[Python-Dev] Defining a path protocol

Stephen J. Turnbull stephen at xemacs.org
Sun Apr 10 12:29:00 EDT 2016

Ethan Furman writes:

 > It means the stuff in place won't change, but the stuff we're
 > adding now to integrate with Path will only support str (which is
 > one reason why os.path isn't going to die).

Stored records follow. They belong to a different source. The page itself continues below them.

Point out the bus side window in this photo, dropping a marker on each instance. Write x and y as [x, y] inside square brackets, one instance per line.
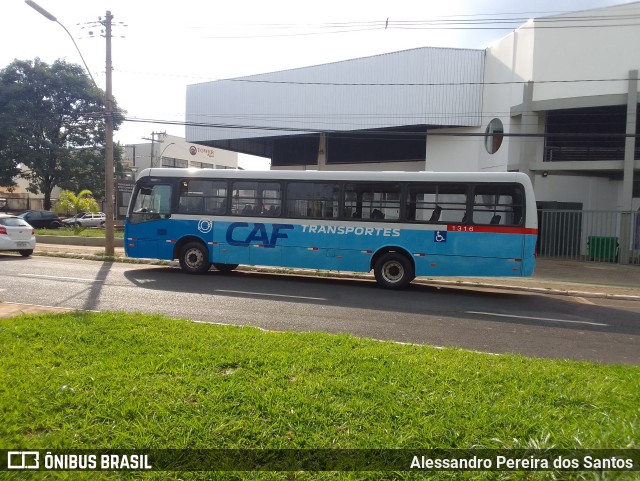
[437, 203]
[498, 204]
[312, 199]
[372, 200]
[151, 203]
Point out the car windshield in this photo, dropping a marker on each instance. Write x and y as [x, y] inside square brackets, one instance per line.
[13, 222]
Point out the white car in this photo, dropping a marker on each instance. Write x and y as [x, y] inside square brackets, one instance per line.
[86, 219]
[16, 234]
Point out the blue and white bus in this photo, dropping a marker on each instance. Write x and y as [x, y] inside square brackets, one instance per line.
[398, 224]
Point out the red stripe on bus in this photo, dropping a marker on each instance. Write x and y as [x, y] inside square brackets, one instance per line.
[494, 229]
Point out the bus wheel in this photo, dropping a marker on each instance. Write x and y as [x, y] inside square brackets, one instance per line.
[194, 258]
[393, 271]
[225, 267]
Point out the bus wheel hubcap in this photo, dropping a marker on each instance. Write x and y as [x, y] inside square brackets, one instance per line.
[194, 258]
[393, 271]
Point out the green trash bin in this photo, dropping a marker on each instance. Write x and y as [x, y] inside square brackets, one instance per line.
[602, 248]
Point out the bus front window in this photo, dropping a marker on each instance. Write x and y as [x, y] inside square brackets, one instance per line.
[152, 202]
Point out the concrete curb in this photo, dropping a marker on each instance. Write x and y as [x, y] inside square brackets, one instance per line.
[538, 290]
[422, 281]
[76, 240]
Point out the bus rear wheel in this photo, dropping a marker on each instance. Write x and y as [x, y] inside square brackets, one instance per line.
[394, 271]
[194, 258]
[225, 267]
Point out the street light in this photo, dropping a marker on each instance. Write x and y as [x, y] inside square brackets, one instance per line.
[160, 156]
[108, 107]
[46, 14]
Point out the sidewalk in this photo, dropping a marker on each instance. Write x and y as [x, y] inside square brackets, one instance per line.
[560, 277]
[554, 277]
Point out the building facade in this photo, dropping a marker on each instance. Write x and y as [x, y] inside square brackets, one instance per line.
[557, 99]
[171, 151]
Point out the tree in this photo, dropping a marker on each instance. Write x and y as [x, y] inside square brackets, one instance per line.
[55, 124]
[8, 168]
[70, 203]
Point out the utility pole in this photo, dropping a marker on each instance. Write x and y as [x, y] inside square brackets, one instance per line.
[108, 161]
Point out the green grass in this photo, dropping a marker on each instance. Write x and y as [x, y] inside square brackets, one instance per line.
[114, 380]
[81, 231]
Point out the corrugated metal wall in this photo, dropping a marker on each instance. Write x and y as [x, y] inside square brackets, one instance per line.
[424, 86]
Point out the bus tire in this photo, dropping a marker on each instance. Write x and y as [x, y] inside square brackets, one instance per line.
[194, 258]
[394, 271]
[225, 267]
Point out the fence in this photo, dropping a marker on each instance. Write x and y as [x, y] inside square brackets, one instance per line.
[16, 204]
[596, 236]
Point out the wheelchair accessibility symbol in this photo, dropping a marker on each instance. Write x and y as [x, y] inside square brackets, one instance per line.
[440, 236]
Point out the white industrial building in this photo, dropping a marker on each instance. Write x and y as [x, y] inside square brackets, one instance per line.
[557, 99]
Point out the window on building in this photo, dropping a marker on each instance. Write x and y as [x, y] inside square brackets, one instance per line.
[172, 162]
[493, 136]
[201, 165]
[375, 201]
[313, 199]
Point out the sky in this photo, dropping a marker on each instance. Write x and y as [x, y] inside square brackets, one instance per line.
[158, 48]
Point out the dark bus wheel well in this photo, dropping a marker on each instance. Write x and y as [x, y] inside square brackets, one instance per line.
[386, 250]
[185, 240]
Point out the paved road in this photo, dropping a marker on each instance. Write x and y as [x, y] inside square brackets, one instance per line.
[533, 325]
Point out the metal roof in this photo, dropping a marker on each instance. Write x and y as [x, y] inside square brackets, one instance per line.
[419, 87]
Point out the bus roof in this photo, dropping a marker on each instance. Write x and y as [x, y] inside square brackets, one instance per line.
[387, 176]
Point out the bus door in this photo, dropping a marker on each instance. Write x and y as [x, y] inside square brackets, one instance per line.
[149, 224]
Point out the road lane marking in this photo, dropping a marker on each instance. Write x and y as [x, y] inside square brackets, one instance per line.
[535, 318]
[61, 278]
[272, 295]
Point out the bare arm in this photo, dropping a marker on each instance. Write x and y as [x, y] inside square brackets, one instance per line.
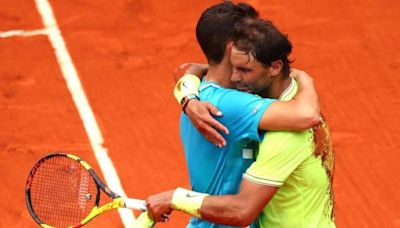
[201, 114]
[236, 210]
[240, 209]
[300, 113]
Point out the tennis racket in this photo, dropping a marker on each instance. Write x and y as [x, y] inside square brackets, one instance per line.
[62, 190]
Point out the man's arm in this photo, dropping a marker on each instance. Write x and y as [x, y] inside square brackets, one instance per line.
[236, 210]
[240, 209]
[280, 154]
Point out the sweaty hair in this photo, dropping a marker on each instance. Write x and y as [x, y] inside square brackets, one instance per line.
[215, 27]
[264, 41]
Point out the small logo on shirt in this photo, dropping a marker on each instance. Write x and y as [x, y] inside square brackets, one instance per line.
[258, 106]
[247, 153]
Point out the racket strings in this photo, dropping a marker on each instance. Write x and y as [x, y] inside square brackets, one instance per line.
[62, 192]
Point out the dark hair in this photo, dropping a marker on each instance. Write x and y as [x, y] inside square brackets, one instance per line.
[264, 41]
[215, 27]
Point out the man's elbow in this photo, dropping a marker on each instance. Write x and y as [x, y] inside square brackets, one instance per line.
[243, 218]
[311, 118]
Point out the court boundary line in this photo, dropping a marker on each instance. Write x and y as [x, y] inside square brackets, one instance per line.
[81, 102]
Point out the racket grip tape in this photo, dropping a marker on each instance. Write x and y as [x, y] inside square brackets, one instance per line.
[135, 204]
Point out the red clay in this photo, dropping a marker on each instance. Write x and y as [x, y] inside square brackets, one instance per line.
[125, 53]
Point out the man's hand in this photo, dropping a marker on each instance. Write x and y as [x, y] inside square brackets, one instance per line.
[159, 206]
[201, 116]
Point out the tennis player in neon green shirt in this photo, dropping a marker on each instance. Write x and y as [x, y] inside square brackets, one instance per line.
[290, 183]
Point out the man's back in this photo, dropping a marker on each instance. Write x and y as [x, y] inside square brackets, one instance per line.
[302, 168]
[218, 171]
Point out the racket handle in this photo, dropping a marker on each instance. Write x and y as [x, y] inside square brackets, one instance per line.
[135, 204]
[144, 221]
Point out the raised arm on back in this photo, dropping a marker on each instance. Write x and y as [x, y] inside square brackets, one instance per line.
[300, 113]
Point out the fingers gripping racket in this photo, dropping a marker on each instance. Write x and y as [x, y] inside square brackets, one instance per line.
[62, 190]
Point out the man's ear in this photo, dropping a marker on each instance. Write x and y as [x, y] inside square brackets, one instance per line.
[229, 46]
[276, 67]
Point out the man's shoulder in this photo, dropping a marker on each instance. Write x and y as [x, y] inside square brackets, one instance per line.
[212, 91]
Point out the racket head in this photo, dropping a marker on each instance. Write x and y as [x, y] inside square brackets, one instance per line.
[61, 191]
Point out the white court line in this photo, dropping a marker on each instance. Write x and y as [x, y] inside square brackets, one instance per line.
[74, 85]
[12, 33]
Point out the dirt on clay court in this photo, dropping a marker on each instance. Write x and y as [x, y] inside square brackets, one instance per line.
[125, 52]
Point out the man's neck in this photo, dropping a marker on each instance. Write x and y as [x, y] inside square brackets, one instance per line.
[277, 87]
[221, 74]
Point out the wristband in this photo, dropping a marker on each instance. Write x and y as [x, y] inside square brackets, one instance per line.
[143, 221]
[189, 84]
[188, 201]
[186, 99]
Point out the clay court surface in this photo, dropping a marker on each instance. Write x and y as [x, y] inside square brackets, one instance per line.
[125, 52]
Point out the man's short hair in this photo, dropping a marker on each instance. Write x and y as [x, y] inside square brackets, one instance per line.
[215, 27]
[264, 41]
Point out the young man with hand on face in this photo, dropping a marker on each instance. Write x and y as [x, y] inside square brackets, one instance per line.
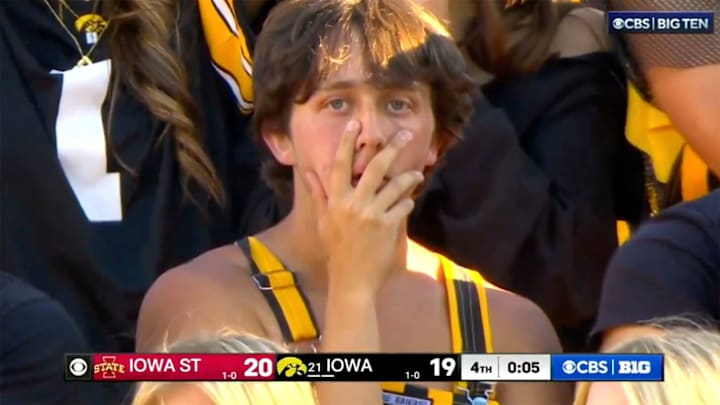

I don't think this is a reason for keeping os.path.  (Backward
compatibility with existing code is sufficient, of course.)  Support
of str for all file names is provided by PEP 383.  ISTM there's no big
loss to using PEP 383's 'surrogateescape' handler to allow un-decode-
able filenames in pathlib.Path: they're very rare.  AFAIK pathlib
doesn't care about surrogates -- after all, they're entirely
"consenting adults" stuff.  Of course that detracts a bit from the
attractiveness of pathlib.Path vs. os.path or bytes methods, but only
for a use case most people won't encounter in practice.

We continue to support bytes at the os/io/open level for the same
reasons you added formatting back to bytes: there are times when it's
as least as natural to work with bytes as str (eg, when the path is
passed around without manipulation) and more convenient (eg, you don't
have to deal with encodings and UnicodeError handling).

 > After all, the idea is to make these things work with the stdlib, and 
 > the stdlib accepts bytes for path strings.

I don't see a problem.  In dealing with legacy data (archives that
include paths, such as .zips and .isos) we may find un-decode-able
paths, or paths that are decode-able but by undetermined encoding, for
a while to come (decades).  For those, the bytes interfaces are
preferable to unlovely expedients like decoding as 'iso8859-1'.  But
those are specialized use cases.

Sane people dealing with current file systems won't need bytes in
pathlib, and most "out of bounds" uses for pathlib I can think of in
my own experience will be able to use surrogateescape.